Muniz's, Paparazzi, cibachrome print of chocolate sauce on paper, 1998.

Vik Muniz (Brazil, 1961) is an avant-garde artist who experiments with novel media. For example, he made two detailed replicas of Leonardo da Vinci's Mona Lisa: one out of jelly and the other out of peanut butter. He has also worked in sugar, wire, thread, and Bosco Chocolate Syrup, out of which he produced a recreation of Leonardo's Last Supper. Many of Muniz's works are new approaches to older pieces; he has reinterpreted a number of Monet's paintings, including paintings of the cathedral at Rouen, which Muniz accomplished using small clumps of pignment sprinkled onto a flat surface.

More recently he has been creating larger-scale works, such as pictures carved into the earth (geoglyphs) or made of huge piles of junk.
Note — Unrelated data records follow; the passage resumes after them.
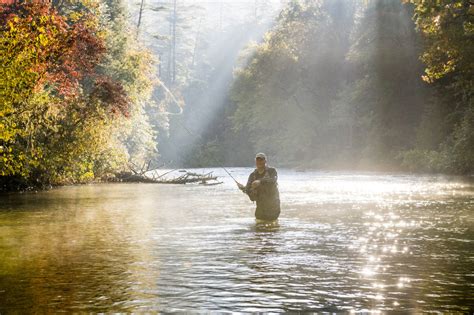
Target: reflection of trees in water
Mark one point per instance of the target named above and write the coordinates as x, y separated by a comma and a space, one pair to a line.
78, 258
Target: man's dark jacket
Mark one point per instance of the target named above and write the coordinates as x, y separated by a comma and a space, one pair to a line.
266, 195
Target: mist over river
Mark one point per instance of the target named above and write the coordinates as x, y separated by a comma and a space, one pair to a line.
344, 241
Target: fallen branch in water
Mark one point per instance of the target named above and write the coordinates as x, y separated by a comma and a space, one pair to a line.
140, 176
His sense of humor comes through in his "Pictures of Clouds" series, in which he had a skywriter draw cartoon outlines of clouds in the sky.

Muniz has a solo exhibition at the University of South Florida Contemporary Art Museum in Tampa, Florida currently called "Vik Muniz: Reflex". This exhibition, organized by the Miami Art Museum, is currently also on display at the Seattle Art Museum and will travel to PS1 Contemporary Art Museum in New York in February 2007.